The history of reading

A child who develops a love of reading wins a prize that will last and last until the end of life. Learning to read confers the magic of an extraordinary new power. Alberto Manguel, in his fascinating book A History of Reading, remembers the exact moment when he first knew he could read. He was four, riding in a car, and he spelled out a billboard slogan for himself. “It was like acquiring an entirely new sense,” he tells us. “Since I could turn bare lines into living reality, I was all-powerful.”

At the most practical level a love of reading gives any child an advantage in getting a good start in education and subsequently doing well in examinations throughout school and university. Learning to read well, and then making the reading of books a treasured habit, gives the child a strong base on which can be built high standards in all subjects. I guarantee that the top students of CXC, the scholarship winners at Advanced Level, with hardly a single exception, developed early on a love of reading in their lives. Parents, as well as children, would do well to remember that simple, fundamental fact. Reading strengthens comprehension. It teaches how to compose thoughts and express ideas. It forms in the mind habits of organizing information in an intelligible and interesting way.

All these are abilities which benefit the scientist, the accountant, the chemist, the engineer, the doctor, the mathematician, the businessman, the agronomist, the computer technician, the lawyer as much as they benefit the student of literature, the artist or the historian. Learning to read well, making it a lifetime habit, gives the workman of the mind a tool for all tasks. In any country nothing is more important than getting all the children in all the schools and in all the homes to learn to read as a matter of daily routine, like eating, like sleeping, like running out to play.

However, reading as the supreme educational tool is only a part of its wonder. Love of reading is a gift that never ends while life lasts. Love reading and you will never know boredom while you can get your hand on a book. Love reading and you extend your horizons to all the outposts of the world. Love reading and you will enjoy encounters with the most extraordinary range of people, get a glimpse of their thinking minds and their beating hearts.  Reading marvellously anticipates and enriches individual experience. Most things first happen to readers through books. “Only when years later I touched for the first time my beloved’s body,” writes Alberto Manguel, “did I realize that literature could sometimes fall short of the actual event.”

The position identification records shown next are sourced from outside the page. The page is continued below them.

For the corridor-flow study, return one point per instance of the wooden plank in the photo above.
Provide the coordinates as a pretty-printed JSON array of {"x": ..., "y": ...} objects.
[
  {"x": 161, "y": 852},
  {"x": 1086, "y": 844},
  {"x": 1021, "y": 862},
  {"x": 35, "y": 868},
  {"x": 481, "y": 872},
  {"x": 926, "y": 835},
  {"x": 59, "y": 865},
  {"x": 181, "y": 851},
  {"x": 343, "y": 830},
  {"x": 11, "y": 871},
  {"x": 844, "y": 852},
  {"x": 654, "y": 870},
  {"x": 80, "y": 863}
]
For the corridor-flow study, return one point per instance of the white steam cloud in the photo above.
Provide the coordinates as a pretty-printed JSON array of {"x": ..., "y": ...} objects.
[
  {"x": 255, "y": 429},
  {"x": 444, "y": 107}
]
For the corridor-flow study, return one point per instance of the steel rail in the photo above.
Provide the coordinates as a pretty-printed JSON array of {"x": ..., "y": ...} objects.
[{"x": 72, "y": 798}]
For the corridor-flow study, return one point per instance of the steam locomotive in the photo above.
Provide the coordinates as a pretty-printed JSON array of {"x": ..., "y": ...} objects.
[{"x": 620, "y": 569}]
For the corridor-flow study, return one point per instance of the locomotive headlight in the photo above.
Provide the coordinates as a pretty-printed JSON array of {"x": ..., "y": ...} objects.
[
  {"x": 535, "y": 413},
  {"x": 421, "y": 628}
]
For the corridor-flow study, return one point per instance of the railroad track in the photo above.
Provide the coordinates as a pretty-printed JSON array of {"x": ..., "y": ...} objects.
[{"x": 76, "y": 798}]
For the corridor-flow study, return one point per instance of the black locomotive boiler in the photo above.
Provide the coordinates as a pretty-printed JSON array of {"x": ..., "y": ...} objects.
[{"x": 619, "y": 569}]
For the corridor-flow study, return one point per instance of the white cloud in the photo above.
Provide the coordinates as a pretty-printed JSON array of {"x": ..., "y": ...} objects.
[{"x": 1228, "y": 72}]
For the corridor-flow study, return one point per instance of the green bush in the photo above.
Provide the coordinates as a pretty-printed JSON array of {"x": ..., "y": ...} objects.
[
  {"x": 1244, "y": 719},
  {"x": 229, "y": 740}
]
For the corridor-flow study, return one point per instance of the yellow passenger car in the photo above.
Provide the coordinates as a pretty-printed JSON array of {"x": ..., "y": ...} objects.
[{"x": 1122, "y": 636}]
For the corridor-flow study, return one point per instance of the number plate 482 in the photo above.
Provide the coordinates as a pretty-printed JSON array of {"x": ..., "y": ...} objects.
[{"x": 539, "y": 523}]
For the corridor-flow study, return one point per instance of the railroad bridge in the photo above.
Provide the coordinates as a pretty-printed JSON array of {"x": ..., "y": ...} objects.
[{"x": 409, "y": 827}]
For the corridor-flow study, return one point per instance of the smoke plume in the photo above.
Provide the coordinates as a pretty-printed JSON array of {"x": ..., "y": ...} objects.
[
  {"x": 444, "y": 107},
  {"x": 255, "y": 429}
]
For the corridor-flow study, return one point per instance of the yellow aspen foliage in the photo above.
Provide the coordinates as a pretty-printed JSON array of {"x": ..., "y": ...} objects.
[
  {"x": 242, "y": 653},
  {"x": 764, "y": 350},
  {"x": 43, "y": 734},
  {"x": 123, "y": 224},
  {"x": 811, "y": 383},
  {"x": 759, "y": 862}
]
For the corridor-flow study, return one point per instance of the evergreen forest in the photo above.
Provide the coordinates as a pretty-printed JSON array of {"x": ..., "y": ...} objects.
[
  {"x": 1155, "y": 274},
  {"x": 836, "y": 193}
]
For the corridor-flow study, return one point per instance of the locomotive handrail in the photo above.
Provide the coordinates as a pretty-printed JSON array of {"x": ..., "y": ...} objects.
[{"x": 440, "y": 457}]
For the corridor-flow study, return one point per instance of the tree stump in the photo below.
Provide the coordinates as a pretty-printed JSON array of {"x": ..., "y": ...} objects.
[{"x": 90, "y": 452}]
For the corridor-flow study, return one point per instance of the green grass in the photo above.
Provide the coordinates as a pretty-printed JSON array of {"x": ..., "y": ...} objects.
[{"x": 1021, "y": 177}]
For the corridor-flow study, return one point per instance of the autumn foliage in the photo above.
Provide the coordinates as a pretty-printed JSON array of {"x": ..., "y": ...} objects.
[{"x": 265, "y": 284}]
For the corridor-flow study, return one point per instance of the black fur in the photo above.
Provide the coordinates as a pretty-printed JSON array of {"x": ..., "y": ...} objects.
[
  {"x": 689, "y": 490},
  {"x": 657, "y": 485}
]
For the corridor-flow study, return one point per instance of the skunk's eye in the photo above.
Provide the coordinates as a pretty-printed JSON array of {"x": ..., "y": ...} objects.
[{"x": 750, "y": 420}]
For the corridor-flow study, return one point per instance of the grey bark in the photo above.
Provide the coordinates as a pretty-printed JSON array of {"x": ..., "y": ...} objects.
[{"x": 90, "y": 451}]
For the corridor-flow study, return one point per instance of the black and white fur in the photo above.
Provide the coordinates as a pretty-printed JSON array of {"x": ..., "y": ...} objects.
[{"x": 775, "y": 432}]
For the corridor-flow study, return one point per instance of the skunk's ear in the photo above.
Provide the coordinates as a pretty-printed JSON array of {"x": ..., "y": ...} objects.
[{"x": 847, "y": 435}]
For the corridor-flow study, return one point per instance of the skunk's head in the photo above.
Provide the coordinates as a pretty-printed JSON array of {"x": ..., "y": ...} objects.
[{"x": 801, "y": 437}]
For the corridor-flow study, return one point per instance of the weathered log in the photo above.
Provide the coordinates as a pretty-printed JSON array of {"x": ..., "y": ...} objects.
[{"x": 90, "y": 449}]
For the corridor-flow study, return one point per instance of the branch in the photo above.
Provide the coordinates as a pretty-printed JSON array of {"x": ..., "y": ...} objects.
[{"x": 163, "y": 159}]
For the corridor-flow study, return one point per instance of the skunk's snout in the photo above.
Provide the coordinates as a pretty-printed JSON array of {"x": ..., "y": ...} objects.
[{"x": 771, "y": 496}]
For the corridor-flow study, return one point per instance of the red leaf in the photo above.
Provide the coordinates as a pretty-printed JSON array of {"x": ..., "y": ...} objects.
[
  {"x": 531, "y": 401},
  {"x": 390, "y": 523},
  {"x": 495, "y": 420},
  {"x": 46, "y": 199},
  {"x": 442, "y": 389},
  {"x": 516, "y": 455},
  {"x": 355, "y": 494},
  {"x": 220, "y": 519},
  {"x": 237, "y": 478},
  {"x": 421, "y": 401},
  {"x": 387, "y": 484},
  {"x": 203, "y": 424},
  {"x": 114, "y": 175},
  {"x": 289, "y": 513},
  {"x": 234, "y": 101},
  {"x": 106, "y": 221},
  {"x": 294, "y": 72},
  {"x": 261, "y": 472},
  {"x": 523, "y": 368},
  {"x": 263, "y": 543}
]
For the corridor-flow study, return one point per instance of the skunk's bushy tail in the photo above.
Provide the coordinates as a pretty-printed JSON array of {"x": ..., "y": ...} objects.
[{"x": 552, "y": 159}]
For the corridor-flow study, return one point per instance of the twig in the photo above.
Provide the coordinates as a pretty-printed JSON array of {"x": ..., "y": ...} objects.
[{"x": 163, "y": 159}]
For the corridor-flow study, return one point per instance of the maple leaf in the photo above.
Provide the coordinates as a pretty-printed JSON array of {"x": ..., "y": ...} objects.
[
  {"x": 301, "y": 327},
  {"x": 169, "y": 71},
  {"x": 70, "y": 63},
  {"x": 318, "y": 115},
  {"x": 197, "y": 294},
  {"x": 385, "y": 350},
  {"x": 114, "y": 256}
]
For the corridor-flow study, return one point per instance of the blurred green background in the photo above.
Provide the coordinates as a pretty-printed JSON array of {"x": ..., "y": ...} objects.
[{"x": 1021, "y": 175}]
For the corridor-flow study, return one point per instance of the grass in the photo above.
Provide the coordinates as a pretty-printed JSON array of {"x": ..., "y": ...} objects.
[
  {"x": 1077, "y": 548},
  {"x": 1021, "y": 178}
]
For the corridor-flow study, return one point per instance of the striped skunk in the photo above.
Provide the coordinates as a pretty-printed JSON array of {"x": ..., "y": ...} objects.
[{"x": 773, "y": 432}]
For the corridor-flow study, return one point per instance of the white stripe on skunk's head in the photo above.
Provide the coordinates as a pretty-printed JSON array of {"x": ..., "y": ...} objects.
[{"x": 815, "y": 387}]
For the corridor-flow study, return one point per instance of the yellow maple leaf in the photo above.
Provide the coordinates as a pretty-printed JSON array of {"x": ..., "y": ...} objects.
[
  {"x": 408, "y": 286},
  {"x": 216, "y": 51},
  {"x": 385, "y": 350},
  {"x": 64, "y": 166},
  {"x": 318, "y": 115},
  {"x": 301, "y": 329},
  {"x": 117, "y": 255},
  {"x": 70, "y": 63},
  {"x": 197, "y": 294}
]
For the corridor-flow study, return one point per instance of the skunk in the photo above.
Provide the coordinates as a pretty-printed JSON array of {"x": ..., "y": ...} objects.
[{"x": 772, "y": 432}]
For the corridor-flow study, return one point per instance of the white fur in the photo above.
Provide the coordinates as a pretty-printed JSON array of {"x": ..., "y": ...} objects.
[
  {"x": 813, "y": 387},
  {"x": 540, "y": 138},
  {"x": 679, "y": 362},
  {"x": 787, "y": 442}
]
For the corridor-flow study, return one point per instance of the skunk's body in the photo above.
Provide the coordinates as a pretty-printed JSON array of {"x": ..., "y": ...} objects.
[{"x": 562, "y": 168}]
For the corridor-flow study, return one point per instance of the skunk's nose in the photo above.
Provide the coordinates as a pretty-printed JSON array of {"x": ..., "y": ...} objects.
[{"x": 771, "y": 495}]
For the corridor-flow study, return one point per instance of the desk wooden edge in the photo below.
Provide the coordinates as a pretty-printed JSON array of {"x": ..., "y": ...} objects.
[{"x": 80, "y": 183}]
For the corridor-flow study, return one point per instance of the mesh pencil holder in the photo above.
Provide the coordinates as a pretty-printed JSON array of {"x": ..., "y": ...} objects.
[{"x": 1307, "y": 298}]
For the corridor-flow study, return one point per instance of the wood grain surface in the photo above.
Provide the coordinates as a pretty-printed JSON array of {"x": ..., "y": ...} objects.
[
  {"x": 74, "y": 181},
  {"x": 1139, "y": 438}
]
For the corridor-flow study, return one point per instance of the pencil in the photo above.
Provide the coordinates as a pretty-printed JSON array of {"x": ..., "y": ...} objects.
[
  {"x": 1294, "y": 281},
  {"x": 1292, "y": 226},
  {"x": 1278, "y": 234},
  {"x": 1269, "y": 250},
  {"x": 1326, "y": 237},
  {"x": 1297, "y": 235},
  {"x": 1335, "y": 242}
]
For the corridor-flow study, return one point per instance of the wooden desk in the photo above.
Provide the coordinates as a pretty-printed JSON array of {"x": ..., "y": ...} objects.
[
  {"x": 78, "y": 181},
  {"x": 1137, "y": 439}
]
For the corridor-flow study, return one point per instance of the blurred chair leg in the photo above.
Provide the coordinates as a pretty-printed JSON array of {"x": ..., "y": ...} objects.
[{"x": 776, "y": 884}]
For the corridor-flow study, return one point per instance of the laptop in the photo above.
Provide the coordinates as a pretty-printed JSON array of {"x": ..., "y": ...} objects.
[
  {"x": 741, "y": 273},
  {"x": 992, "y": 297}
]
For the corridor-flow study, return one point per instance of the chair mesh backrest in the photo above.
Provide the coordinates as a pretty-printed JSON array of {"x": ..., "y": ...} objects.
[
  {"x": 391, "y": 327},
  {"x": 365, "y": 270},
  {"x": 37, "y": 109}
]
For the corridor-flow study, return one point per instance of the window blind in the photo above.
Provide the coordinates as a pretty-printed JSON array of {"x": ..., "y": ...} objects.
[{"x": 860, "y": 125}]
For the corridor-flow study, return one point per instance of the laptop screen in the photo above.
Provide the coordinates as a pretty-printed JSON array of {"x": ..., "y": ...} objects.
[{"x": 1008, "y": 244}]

All good books are a collaboration between the imaginations of writer and reader. The writer finds a way of taking images which have inspired wonder in him and shares that wonder with the reader. In Alberto Manguel’s book the images he describes linger in the reader’s mind. A young boy licks the letters of the Hebrew alphabet from a slate that has been covered with honey and so assimilates the words of God into his very being. The ancient Mesopotomanians puzzle over bird footprints in wet clay and think they must be messages from gods because the footprints look like cuneiform writing. Four hundred camels transport the library of the Grand Vizier of Persia in exactly catalogued alphabetical order.

A History of Reading tells the story of transformations; from scroll to codex in the fourth century, from oral to silent reading in the tenth century, from inscribed to printed books in the fifteenth century, from verbal to visual imagery in the twentieth century. But what new and deadly transformation may now confront the lover of reading, the lover of books? Computer and information technology in all its multiplying guises may not yet have affected the production and sale of books. But surely it is likely that reading as I have known and loved it since I was a boy of seven – the well-thumbed, dog-eared pages with notes scrawled in the margins, the savouring of a beautifully bound, new and much-anticipated book, the heft of it in the hand, the turning back and forth to recall and read again passages that have struck one into delight or tears or curiosity – that kind of reading will not last long it seems. That glory is ending. It makes me sad.

I can only hope, as my sons assure me is the case, that the new ways of computer-generated reading are more convenient, make for easier access for the multitudes of the world and have their own glories. Perhaps, after all, I should test what they tell me.